Ghosts speak between the beats on The Bravest Man in the Universe, but Bobby Womack is not one of them. His voice — a vehicle for some of soul music’s most memorable midnight pleas and morning cock crows — could never pass for dead, even if it’s now scuff-marked. That scrappy instrument galvanizes this collaboration with Britpop polymath Damon Albarn and XL Records owner-producer Richard Russell, making what could have been a beautiful mummification into an assertion of intelligence and power, full of blood, sweat and salty vinegar. Whether dropping to creaky knees in a love man’s classic stance, getting philosophical on a bar stool like Frank Sinatra, or chasing the gospel train to modern-day Africa, Womack defines this project, his stance summed up by the crowning phrase of the album’s final track, “Jubilee”: “Don’t let anybody turn you ’round!”

The atmospheres shaped by Albarn’s keyboards and Russell’s beats and samples sound nothing like traditional R&B (whatever that is), yet there’s no doubt that they serve Womack’s own sensibility. It may seem unnecessary to state that he’s front and center on an album bearing his name, but when an elder works with younger admirers whose approach was formed within a different aesthetic, a kind of erasure can occur. Great artists, either dressed up in period outfits that no longer fit or lost within new settings that obscure their gifts, can be rendered mute. It’s reasonable to fear that this could happen to Womack. Why couldn’t he just make another great R&B album, as he’s been doing since 1968? Yet to assume that The Bravest Man in the Universe is less genuinely his because it’s redolent of trip-hop and ambient electronica is to discount the truly curious spirit of a man who deserves the overused assignation of “maverick.”

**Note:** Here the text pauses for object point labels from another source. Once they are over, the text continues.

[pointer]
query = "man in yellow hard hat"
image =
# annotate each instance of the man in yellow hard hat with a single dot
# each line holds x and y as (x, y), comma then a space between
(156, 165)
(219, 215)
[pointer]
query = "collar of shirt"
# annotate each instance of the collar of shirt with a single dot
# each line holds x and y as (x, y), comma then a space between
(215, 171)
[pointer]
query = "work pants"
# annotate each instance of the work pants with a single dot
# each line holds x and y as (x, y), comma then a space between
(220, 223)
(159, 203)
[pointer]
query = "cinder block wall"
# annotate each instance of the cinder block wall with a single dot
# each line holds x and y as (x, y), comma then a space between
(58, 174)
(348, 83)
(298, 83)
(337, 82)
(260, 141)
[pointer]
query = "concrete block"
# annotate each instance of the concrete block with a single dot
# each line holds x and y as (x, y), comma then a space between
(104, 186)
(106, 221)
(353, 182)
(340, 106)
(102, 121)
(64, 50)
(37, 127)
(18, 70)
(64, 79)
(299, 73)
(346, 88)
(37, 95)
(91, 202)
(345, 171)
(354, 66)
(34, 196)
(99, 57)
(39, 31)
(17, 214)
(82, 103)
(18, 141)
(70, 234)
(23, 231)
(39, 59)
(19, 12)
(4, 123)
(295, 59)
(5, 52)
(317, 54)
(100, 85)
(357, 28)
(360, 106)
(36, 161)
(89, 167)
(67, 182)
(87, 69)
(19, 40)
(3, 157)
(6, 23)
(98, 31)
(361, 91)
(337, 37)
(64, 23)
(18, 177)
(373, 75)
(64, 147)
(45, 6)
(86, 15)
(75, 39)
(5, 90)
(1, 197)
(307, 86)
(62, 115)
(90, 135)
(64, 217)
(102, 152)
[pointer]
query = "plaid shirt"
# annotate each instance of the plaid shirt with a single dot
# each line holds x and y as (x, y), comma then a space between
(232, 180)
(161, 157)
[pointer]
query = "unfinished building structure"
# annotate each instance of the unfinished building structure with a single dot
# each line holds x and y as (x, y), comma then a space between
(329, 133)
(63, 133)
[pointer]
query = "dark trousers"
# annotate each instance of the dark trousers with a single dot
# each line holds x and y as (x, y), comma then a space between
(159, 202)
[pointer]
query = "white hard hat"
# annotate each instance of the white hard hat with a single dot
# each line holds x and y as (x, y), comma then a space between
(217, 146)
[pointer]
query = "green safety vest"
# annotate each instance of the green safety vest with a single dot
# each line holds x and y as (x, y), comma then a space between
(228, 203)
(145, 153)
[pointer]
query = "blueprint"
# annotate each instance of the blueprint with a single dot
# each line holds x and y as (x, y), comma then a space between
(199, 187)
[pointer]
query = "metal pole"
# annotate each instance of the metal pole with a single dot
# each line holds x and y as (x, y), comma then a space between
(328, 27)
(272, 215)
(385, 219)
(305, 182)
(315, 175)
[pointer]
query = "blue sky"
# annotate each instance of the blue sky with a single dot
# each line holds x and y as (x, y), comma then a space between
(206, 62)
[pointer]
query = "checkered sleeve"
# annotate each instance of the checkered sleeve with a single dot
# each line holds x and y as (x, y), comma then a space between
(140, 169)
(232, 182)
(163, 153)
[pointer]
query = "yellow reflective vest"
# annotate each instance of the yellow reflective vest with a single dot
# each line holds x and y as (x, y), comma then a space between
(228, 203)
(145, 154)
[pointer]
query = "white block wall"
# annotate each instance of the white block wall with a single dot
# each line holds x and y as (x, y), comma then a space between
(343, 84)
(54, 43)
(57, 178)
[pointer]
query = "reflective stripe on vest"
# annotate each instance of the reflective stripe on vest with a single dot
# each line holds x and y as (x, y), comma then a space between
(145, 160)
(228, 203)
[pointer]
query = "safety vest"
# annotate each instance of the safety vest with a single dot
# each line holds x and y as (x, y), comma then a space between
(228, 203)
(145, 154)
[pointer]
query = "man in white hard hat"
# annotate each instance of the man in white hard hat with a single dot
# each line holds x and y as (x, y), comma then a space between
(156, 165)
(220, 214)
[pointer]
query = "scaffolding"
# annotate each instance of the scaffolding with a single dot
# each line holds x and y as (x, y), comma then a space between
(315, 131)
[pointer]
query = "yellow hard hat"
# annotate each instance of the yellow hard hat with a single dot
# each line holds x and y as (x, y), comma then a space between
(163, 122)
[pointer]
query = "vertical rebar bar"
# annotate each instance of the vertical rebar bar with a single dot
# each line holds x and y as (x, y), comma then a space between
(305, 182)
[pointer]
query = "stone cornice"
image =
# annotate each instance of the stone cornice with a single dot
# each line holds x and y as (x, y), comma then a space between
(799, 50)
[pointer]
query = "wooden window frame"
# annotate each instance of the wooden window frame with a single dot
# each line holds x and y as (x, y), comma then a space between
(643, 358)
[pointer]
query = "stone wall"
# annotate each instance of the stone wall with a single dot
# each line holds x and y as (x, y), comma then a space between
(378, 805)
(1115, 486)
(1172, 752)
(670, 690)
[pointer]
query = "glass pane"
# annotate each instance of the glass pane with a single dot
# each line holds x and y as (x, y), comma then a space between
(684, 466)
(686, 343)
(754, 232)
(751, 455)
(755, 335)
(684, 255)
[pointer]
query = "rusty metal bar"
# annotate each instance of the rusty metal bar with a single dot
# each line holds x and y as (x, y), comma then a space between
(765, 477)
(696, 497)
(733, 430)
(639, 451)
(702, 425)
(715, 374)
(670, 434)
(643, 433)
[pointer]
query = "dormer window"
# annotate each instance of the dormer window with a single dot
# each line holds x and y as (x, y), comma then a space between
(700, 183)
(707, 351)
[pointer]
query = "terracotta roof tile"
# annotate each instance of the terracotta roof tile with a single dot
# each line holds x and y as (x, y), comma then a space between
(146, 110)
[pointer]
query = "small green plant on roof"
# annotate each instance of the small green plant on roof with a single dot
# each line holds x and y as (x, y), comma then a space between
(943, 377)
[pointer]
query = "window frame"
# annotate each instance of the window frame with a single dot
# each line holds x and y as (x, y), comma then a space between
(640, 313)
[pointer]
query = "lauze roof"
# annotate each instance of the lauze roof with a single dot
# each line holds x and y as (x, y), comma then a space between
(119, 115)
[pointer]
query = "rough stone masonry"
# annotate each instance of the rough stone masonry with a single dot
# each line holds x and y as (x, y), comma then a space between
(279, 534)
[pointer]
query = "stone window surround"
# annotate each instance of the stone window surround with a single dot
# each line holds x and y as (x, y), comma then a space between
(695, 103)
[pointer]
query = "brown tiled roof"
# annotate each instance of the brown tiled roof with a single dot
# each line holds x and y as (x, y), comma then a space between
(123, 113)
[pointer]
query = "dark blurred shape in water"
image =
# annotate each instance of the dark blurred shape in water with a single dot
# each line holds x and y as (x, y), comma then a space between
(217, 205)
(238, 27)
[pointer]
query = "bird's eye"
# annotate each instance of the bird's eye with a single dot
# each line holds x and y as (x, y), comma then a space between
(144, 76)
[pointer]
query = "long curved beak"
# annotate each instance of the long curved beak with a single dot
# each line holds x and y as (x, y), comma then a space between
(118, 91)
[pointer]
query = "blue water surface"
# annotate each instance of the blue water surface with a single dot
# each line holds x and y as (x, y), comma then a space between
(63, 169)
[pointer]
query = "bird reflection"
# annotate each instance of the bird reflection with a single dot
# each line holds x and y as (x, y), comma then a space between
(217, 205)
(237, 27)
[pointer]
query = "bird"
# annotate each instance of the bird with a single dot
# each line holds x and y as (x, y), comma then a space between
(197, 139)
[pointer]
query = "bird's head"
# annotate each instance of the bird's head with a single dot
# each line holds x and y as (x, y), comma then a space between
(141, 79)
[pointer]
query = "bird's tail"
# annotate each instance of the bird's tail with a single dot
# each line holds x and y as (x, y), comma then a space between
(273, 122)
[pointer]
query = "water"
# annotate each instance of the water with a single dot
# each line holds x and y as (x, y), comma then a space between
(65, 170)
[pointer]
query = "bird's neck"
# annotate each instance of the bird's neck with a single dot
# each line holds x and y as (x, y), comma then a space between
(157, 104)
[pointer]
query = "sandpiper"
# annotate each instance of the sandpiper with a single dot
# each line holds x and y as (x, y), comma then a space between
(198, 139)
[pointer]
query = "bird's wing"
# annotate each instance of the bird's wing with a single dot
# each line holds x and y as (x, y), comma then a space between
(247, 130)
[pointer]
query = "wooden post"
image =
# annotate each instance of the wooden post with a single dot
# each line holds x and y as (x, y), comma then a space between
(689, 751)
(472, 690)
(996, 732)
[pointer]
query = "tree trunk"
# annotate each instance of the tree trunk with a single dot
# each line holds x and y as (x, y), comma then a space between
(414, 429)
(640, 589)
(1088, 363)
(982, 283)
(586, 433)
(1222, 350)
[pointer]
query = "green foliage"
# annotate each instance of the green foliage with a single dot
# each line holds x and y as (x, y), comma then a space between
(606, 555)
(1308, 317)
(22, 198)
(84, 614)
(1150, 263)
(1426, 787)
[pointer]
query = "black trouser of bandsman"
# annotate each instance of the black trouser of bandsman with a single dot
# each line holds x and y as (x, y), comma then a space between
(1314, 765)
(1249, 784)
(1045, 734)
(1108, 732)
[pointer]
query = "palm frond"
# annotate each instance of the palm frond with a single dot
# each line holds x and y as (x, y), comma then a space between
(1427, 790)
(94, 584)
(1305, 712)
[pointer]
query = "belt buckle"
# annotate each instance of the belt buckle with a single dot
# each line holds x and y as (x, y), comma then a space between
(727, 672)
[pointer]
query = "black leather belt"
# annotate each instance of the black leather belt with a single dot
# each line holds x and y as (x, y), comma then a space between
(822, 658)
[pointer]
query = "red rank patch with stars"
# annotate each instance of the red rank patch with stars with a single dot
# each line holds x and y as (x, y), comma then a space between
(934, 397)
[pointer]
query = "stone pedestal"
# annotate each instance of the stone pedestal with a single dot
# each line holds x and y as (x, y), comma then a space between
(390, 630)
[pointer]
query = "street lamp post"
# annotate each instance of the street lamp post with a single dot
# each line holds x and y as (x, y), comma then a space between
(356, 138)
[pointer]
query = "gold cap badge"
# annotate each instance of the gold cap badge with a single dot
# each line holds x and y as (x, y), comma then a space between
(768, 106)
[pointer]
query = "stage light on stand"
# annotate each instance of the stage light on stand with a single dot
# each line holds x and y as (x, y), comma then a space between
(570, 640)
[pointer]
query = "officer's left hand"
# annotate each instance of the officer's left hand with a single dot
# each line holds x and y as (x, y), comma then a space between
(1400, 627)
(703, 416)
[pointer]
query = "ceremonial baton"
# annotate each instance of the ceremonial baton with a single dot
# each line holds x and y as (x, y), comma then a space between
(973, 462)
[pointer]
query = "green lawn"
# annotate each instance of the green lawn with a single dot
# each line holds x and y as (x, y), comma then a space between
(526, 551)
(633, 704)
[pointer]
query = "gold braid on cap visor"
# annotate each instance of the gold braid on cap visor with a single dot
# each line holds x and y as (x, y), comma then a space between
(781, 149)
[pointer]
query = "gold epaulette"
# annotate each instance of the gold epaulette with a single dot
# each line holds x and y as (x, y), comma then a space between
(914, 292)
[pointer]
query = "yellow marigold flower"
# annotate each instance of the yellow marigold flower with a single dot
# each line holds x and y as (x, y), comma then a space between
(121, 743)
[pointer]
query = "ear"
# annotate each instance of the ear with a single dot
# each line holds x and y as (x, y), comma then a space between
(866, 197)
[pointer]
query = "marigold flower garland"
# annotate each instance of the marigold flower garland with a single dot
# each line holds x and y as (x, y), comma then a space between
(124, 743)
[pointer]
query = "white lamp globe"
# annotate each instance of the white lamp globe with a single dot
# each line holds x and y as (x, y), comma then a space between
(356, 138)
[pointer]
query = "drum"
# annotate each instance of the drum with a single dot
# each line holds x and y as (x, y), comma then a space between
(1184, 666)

This isn’t the first time Womack has found a new self by partnering with British acolytes, nor was his pairing with Albarn in the Gorillaz track “Stylo” a real surprise. In the 1970s, Womack toured with The Faces, contemplated making a Sam Cooke tribute album with Rod Stewart, and even co-produced Ron Wood’s second solo album. He’s always covered rock songs, melding the intense engagement he learned as a gospel youth with more singer-songwriterly ways of unveiling the human psyche. From his youth as a Cooke protégé to his brilliant 1980s duets with Patti LaBelle, Womack has proven himself to be one of pop’s most open free spirits, always ready for a new perspective.